Doch die Filme zeigen auch, dass wir nicht aufgeben dürfen, und wir für einen echten Frieden und für ein freies Palästina kämpfen müssen. Ahmad erzählt davon, wie ihn die große Palästina-Solidaritätsbewegung in Südafrika inspirierte, was er als Anlass nimmt, dorthin zu fliehen. Bisan spricht über die Unibesetzungen in den USA und in vielen Ländern Europas, und wie es ihr Hoffnung gibt, dass immer mehr junge Menschen sich weltweit gegen Apartheid und Genozid stellen und dafür auch Repressionen in Kauf nehmen. 

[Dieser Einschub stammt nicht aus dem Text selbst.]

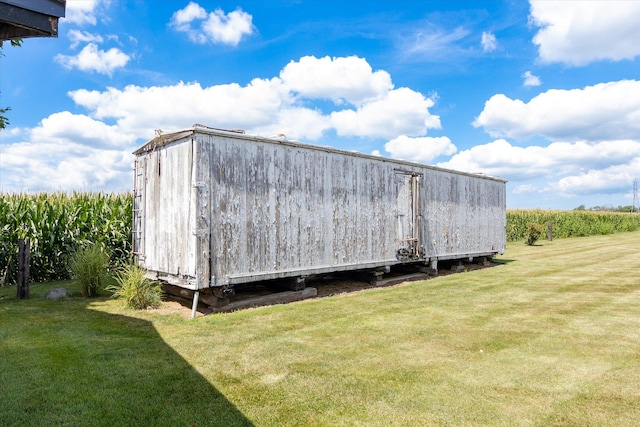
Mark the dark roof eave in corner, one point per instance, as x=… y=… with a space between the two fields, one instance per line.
x=30 y=18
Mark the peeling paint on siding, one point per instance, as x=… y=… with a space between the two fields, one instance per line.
x=222 y=208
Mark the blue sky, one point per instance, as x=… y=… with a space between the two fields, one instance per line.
x=543 y=94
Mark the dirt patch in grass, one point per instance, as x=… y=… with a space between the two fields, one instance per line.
x=326 y=285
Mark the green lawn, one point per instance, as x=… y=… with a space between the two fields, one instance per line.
x=551 y=337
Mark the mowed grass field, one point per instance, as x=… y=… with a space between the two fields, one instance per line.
x=550 y=337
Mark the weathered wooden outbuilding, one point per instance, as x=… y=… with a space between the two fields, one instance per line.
x=214 y=208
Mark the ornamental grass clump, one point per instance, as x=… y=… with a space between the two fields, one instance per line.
x=137 y=291
x=89 y=267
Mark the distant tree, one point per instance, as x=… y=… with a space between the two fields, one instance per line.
x=4 y=121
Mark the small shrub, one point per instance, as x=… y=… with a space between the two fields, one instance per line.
x=137 y=291
x=534 y=231
x=89 y=267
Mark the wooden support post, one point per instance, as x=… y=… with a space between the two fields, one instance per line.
x=24 y=259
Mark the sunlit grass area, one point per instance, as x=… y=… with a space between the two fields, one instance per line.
x=549 y=337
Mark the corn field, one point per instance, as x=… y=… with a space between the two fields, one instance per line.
x=57 y=225
x=570 y=223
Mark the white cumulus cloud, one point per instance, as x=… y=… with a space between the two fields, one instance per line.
x=603 y=111
x=349 y=79
x=216 y=26
x=68 y=151
x=77 y=37
x=570 y=168
x=530 y=79
x=272 y=106
x=420 y=149
x=579 y=32
x=93 y=59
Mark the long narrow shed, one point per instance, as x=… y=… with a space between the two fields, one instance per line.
x=214 y=208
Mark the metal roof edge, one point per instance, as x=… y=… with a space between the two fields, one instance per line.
x=165 y=139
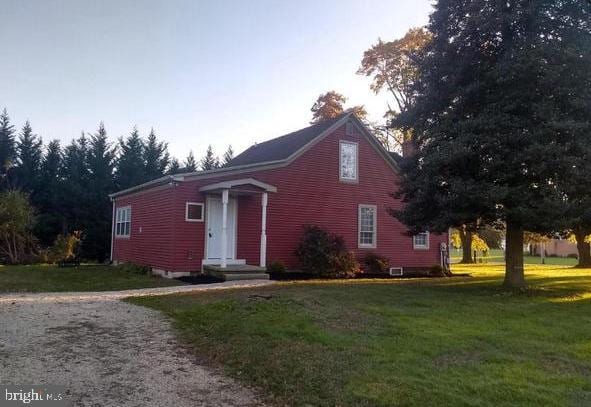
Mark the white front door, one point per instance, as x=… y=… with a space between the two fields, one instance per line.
x=214 y=229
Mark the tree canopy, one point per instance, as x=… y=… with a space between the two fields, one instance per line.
x=502 y=92
x=331 y=104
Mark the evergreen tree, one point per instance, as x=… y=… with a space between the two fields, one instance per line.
x=7 y=147
x=190 y=163
x=228 y=156
x=210 y=161
x=130 y=165
x=76 y=188
x=101 y=163
x=28 y=162
x=156 y=157
x=494 y=116
x=174 y=167
x=50 y=219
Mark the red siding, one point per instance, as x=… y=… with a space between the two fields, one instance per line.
x=152 y=231
x=309 y=192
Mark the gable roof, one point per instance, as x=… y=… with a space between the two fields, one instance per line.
x=277 y=152
x=282 y=147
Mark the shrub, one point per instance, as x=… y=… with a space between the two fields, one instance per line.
x=376 y=264
x=325 y=255
x=276 y=267
x=65 y=248
x=133 y=268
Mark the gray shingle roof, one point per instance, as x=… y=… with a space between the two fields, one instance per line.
x=282 y=147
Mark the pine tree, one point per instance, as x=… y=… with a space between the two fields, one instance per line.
x=228 y=156
x=7 y=147
x=174 y=167
x=50 y=219
x=494 y=115
x=76 y=187
x=190 y=163
x=130 y=165
x=101 y=163
x=156 y=157
x=28 y=162
x=210 y=161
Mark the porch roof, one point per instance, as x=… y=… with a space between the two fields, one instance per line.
x=219 y=186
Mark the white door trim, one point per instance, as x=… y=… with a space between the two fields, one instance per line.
x=206 y=259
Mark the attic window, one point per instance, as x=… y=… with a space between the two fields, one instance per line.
x=348 y=161
x=349 y=129
x=420 y=241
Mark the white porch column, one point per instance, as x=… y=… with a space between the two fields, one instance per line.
x=263 y=259
x=224 y=227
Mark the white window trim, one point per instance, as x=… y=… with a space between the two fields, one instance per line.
x=117 y=222
x=341 y=178
x=375 y=227
x=420 y=246
x=202 y=205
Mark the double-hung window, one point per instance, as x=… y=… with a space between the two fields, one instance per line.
x=421 y=241
x=367 y=226
x=348 y=160
x=123 y=222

Die Organisator:innen der Veranstaltung berichteten, dass nur zwei Kinos in Berlin für eine Vorführung zugesagt hatten, da die Filme zu kontrovers seien. In Kanada hätten laut Yusuf Omar, einem der Produzenten des Films, mit dem es ein Q&A gab, ganze neun Kinos erst zu- und dann wieder abgesagt. Gemeinsam mit anderen Kolleg:innen hat der ehemalige CNN-Journalist Yusuf Omar die Plattform Seen.tv gegründet, der über 50 palästinensiche Journalist:innen angehören und die ihnen eine Plattform bietet, ihre Geschichten zu erzählen. Er betonte, dass die Filme helfen sollen, Palästinenser:innen in der Wahrnehmung der Öffentlichkeit zu humanisieren.

Kunst und Kultur müssen politisch sein. Es ist eine Schande, dass so viele Kinos Zensur betreiben, indem sie Filme von Palästinenser:innen aus ihrem Programm heraushalten. Die Beschäftigten in den Theatern und Kinos sollten gemeinsam demokratisch entscheiden dürfen, welche Werke sie zeigen wollen. 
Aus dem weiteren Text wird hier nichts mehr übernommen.